Esto da lugar a argumentos en uno y otro sentido, no sólo desde la perspectiva de los interesados sino también de la incidencia que esa permanencia tiene para la gestión de la compañía. No puede criticarse que quienes han ocupado la máxima responsabilidad en la gestión ordinaria de una compañía se queden en el Consejo y puedan aportar su experiencia a sus sucesores. Además, cara al exterior se da una favorable impresión de continuidad en la gestión de la compañía, lo que resulta relevante en compañías con una trayectoria positiva. La permanencia de quien ha pilotado la compañía hacia un desarrollo importante o durante un periodo de constantes beneficios evita incertidumbres derivadas de su sustitución.
En contra de esa práctica aparecen argumentos igualmente previsibles, como que permanezcan en una posición costosa para la sociedad quienes habrían obtenido por su trayectoria anterior una más que justificada remuneración. Tampoco deja de provocar dudas que quienes eran consejeros ejecutivos mantengan funciones de gestión y abonen la impresión de una duplicidad en el vértice del poder empresarial. Recordemos que en muchas compañías americanas rige la regla consistente en atribuir al CEO todo el poder inherente a la gestión diaria y ejecutiva.
En cuanto a los accionistas, se dice que esa continuidad viene provocando protestas por parte de inversores que consideran que la continuidad como presidente ejecutivo de quien era consejero delegado tiene un coste excesivo para la sociedad.

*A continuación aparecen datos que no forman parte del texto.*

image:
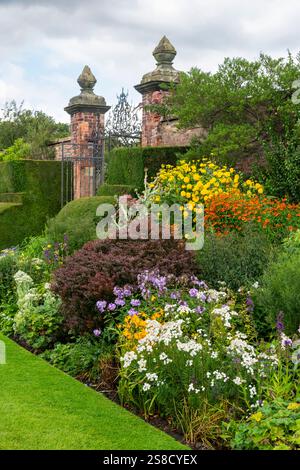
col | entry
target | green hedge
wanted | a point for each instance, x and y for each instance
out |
(77, 220)
(115, 190)
(40, 183)
(126, 166)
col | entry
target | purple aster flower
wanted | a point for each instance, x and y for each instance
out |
(199, 309)
(279, 322)
(250, 304)
(127, 291)
(118, 291)
(175, 295)
(193, 292)
(132, 312)
(101, 305)
(198, 283)
(120, 302)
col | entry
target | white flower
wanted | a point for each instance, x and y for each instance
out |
(238, 381)
(128, 358)
(191, 346)
(20, 277)
(142, 365)
(226, 314)
(151, 377)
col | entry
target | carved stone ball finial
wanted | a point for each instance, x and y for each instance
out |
(165, 52)
(87, 101)
(164, 73)
(87, 80)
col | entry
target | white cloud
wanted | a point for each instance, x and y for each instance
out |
(45, 44)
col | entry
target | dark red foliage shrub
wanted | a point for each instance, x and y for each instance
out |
(94, 270)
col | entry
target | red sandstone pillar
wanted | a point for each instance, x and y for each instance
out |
(87, 131)
(153, 93)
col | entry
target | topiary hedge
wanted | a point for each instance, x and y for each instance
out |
(126, 166)
(115, 190)
(77, 220)
(40, 185)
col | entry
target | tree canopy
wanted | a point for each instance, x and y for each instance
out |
(35, 128)
(247, 109)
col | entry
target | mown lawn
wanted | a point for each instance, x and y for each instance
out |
(42, 408)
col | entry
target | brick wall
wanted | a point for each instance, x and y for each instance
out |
(159, 132)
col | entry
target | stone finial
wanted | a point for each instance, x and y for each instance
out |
(164, 54)
(87, 101)
(87, 79)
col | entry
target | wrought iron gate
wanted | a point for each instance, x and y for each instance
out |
(82, 170)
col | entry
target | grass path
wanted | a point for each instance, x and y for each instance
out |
(42, 408)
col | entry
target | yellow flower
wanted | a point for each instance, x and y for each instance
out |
(257, 416)
(293, 406)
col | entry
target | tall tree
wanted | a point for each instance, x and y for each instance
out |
(247, 109)
(35, 128)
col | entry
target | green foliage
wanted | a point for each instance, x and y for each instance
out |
(8, 300)
(42, 408)
(77, 221)
(78, 358)
(279, 291)
(247, 109)
(20, 150)
(38, 321)
(281, 176)
(127, 166)
(40, 181)
(238, 259)
(34, 128)
(275, 426)
(115, 190)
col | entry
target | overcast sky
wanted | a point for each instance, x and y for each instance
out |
(45, 44)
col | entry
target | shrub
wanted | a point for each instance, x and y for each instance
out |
(81, 358)
(115, 190)
(92, 272)
(187, 353)
(127, 165)
(77, 221)
(238, 259)
(38, 320)
(279, 292)
(40, 183)
(274, 426)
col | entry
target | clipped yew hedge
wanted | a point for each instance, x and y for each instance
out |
(39, 183)
(126, 166)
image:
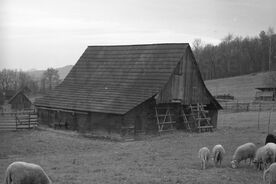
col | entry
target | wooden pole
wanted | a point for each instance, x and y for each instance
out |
(268, 122)
(259, 115)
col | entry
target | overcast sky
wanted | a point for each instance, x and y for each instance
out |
(37, 34)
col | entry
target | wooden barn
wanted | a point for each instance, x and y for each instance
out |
(20, 100)
(266, 93)
(132, 89)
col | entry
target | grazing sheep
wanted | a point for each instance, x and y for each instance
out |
(218, 153)
(244, 152)
(272, 146)
(204, 155)
(270, 138)
(263, 156)
(272, 171)
(26, 173)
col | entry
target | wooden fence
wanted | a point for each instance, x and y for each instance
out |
(18, 120)
(238, 106)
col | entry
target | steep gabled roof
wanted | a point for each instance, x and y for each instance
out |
(115, 79)
(21, 91)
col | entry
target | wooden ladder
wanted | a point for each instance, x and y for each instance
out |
(198, 113)
(185, 120)
(164, 119)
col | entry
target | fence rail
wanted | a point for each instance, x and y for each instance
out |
(237, 106)
(18, 120)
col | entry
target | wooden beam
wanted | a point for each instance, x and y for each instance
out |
(62, 110)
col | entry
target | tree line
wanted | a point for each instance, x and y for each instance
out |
(236, 55)
(13, 80)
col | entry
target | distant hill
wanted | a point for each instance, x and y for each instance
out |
(62, 71)
(241, 87)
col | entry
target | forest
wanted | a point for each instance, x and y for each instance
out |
(236, 55)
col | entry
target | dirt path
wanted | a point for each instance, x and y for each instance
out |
(170, 158)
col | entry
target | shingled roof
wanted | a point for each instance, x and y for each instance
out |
(115, 79)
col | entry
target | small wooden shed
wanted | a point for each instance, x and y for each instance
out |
(137, 88)
(266, 93)
(20, 100)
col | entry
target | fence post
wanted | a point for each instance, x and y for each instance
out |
(29, 120)
(259, 115)
(15, 122)
(268, 122)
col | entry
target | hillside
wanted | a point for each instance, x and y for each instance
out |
(62, 71)
(241, 87)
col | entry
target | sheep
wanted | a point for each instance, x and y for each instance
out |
(26, 173)
(272, 171)
(204, 155)
(270, 138)
(272, 146)
(218, 153)
(264, 155)
(243, 152)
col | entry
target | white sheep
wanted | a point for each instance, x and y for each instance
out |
(218, 154)
(264, 155)
(26, 173)
(244, 152)
(272, 146)
(272, 172)
(204, 155)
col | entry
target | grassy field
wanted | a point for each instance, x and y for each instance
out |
(171, 158)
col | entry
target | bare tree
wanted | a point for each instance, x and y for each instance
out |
(51, 77)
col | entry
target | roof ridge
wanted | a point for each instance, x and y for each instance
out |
(127, 45)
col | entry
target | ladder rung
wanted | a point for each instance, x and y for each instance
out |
(163, 108)
(168, 122)
(166, 130)
(162, 115)
(210, 126)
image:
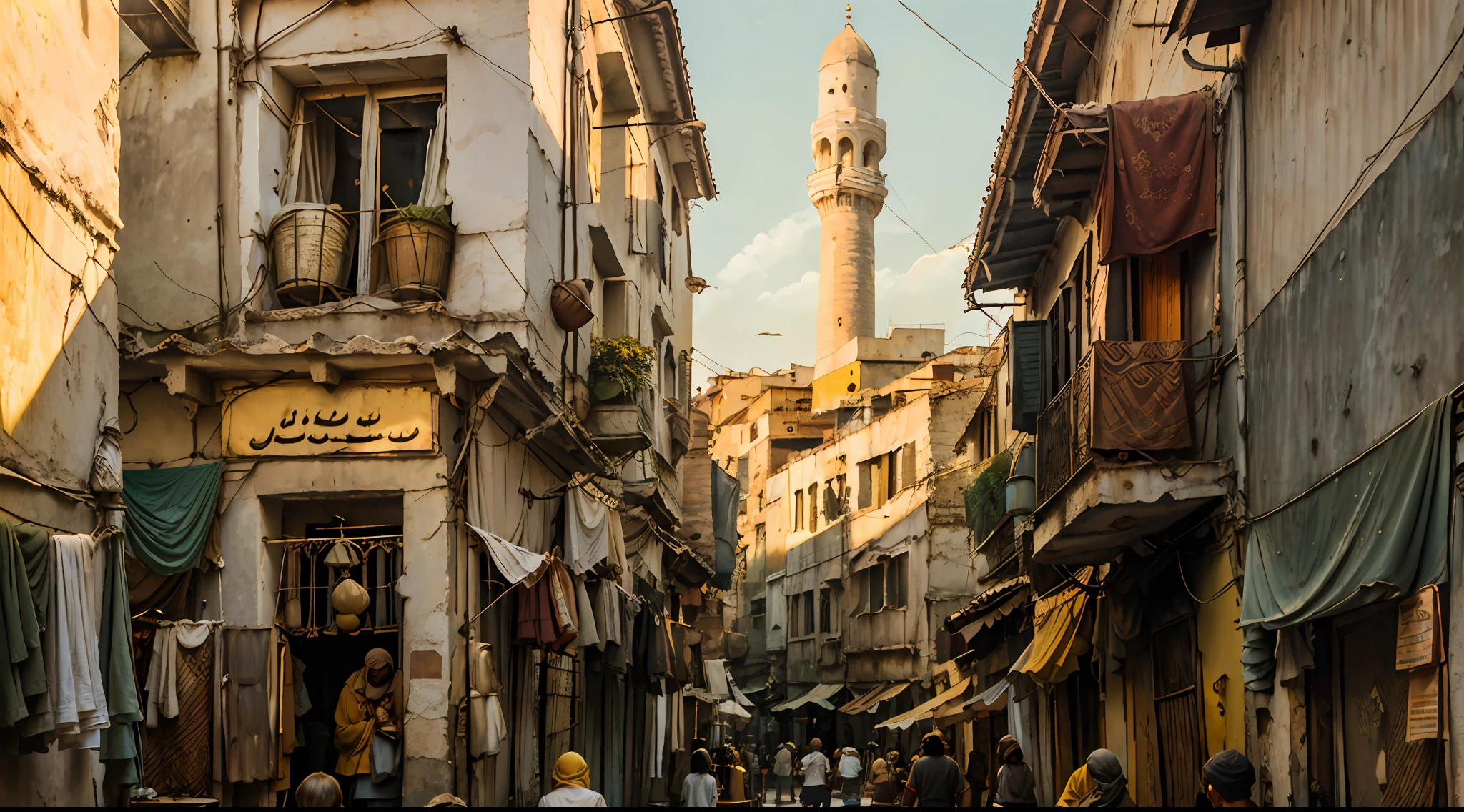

Todos los argumentos señalados y otros que puede suscitar la situación analizada, me parecen relativos. En materia de gobierno empresarial existe una tendencia a convertir la anécdota en categoría o, expresado de manera más formal, en traducir lo que funciona en una empresa o lo que no lo hace en otra en el fundamento de una “regla” de buena gestión. Esa voluntad uniformadora es peligrosa para la regla fundamental: que toda gran empresa puede organizar su gobierno de la forma más adecuada a sus circunstancias particulares. El tránsito de CEO a Presidente ejecutivo puede merecer el respaldo de los accionistas con respecto a quienes son considerados buenos gestores. El intento de mantenerse en ese segundo cargo de quienes no merezcan esa misma consideración, dará lugar a un claro conflicto, que tanto el Consejo de administración como la Junta de accionistas deberán resolver dando preferencia al interés social.